Contacts:
Sarah Goodwin

Kathi Ovnic
Holly Korschun
June 22, 1998
BONE GROWTH GENE IDENTIFIED BY EMORY SURGEON IS BASIS FOR BUSINESS AGREEMENT WITH SOFAMOR DANEK



The 1997 discovery of a gene that induces bone growth makes possible today's announcement that Sofamor Danek Group Inc. has entered into an agreement with Emory University to develop and market advanced biomedical products with the potential to treat bone disorders.

Scott D. Boden, M.D., associate professor of Orthopaedics at the Emory University School of Medicine and director of Emory Spine Center, first reported identification of the LIM Mineralization Protein-1 gene (LMP-1 gene) and its protein product at the American Society for Bone and Mineral Research in September 1997.

Cell culture and early animal studies suggest the gene is key to the body's ability to build new bone.

"The technology to grow new bone has enormous potential for treating a number of orthopaedic conditions," Dr. Boden says. "The repair of fractures, reconstruction after trauma or infection and removal of tumors all would be greatly enhanced with genetic tools to precisely control bone healing. We hope to eventually re-engineer the gene to treat osteoporosis."

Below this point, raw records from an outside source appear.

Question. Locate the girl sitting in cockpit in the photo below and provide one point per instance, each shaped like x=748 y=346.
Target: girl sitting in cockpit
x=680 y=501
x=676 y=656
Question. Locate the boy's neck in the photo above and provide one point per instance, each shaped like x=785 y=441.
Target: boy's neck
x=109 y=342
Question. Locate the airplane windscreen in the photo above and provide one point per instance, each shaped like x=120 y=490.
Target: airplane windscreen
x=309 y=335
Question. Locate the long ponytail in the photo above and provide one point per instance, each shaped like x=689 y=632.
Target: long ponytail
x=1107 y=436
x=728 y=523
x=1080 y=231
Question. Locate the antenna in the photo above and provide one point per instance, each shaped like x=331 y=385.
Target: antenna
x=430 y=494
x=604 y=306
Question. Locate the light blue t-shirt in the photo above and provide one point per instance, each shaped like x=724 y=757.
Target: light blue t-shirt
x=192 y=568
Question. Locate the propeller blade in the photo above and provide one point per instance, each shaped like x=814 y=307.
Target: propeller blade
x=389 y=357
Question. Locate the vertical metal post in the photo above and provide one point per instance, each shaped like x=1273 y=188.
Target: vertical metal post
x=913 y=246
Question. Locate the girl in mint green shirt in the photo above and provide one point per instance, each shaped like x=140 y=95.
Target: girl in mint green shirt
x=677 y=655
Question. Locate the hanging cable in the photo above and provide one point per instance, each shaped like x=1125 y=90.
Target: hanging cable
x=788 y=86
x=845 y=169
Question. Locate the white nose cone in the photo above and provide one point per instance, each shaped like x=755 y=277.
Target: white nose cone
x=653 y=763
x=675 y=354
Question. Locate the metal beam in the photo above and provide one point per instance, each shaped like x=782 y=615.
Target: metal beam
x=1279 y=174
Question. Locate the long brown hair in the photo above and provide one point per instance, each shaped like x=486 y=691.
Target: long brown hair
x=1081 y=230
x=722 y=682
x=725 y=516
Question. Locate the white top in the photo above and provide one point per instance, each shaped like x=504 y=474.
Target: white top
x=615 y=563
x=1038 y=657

Current treatments for many orthopaedic problems, particularly those involving the spine, require bone grafts. The estimated half million bone graft surgeries performed annually in the United States require the surgeon to take bone from the pelvis and apply it, or graft it, to the compromised area of the skeleton. Patients usually immobilized for months while the graft "fuses" with the host bone. About half of bone grafts are for spinal fusions to treat spinal deformity or instability caused by degeneration, injury, cancer, infection or inflammation. Unfortunately, up to 40 percent of spinal fusions may fail to form adequate bone.

Dr. Boden received the prestigious Volvo Award for Low Back Pain Research last week in Brussels at the annual meeting of the International Society for Study of the Lumbar Spine. He reported successful animal studies using gene therapy with the LMP-1 gene to generate spine fusions.

"Our demonstration of successful local gene therapy for spine fusion, along with ongoing work by others with intra-articular and intra-discal gene transfer should reinforce the message that orthopaedic surgery is uniquely poised to enter the era of gene therapy," Dr. Boden says. "Orthopaedics presents a variety of attractive clinical applications for gene therapy that are more readily achievable than curing cancer, cystic fibrosis or muscular dystrophy -- diseases which, to date, have been beyond the reach of gene therapy."

The business agreement Emory has entered into with a company the calibre of Sofamor Danek, according to Vincent La Terza, J.D., director of Emory's Office of Technology Transfer, epitomizes the type of mutually beneficial collaboration that ensures bench research is translated promptly to the bedside.